Kent Mayor Dana Ralph has been in conversation with Honorary Consulate Gen. Valeriy Goloborodko about establishing a sister city in the Ukraine since late last year, according to Patti Belle, city of Kent communications manager.

That was a few months prior to Russia’s invasion of Ukraine in February.

“Kent has a large Ukrainian population,” Belle said. “We have heard interest from the community about re-establishing a sister city with a city in Ukraine. Lutsk is also interested in establishing a relationship. One of the keys to the program is having a committee in both countries willing to do the work to build the relationship/program. That currently exists with both Kent residents and residents in Lutsk.”

Lutsk is a city on the Styr River in northwestern Ukraine. Kent previously had a sister city in Kherson, Ukraine before that disolved. Kherson Park in downtown Kent is named after the city.

Ralph and City Council President Bill Boyce met June 2 at Council Chambers in Kent with Lutsk City Mayor Ihor Polishchuk (via Zoom) and Lutsk Councilmember Roman Kravchuk (in person) to sign a memorandum of agreement declaring an intent to explore the establishment of a sister city relationship. Kravchuk was in the Kent area on a business trip and met with Kent’s city leaders.

“It feels like the right thing to do to show support for Ukranian friends and neighbors, especially during this time, and to honor a community that has had a long rich history here in Kent,” Ralph said at the June 7 City Council meeting. “Going back about three decades, Ukrainians were one of our first immigrant populations and are one of our largest immigrant populations to this day.”

Ralph said Polishchuk had planned to travel to Kent but those plans changed after the Russian invasion.

Kent’s Sister Cities program provides opportunities to establish meaningful and lasting global friendships, partnerships and connections, according to the city website. Youth exchanges and other events deepen our community’s connection to the diverse populations living in our city and our connections around the world.

Kent has sister cities in Tamba, Japan; Sunnfjord Area, Norway; and Yangzhou, China.

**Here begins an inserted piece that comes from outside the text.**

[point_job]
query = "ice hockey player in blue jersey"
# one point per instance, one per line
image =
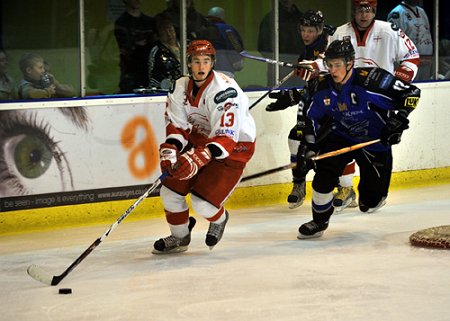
(363, 104)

The Sister City relationship is intended to:

• Increase citizens’ awareness and understanding of each other’s culture

• Encourage educational opportunities and the exchange of technical methodology

• Contribute to the development of trade and tourism

• Share information regarding best practices in the provision of city services, public safety, economic development, utilities, environmental preservation, technology and public relations

The parties involved will take into account friendly relations between Ukraine and the United States and in consideration of the significant Ukrainian population that resides and does business in Kent.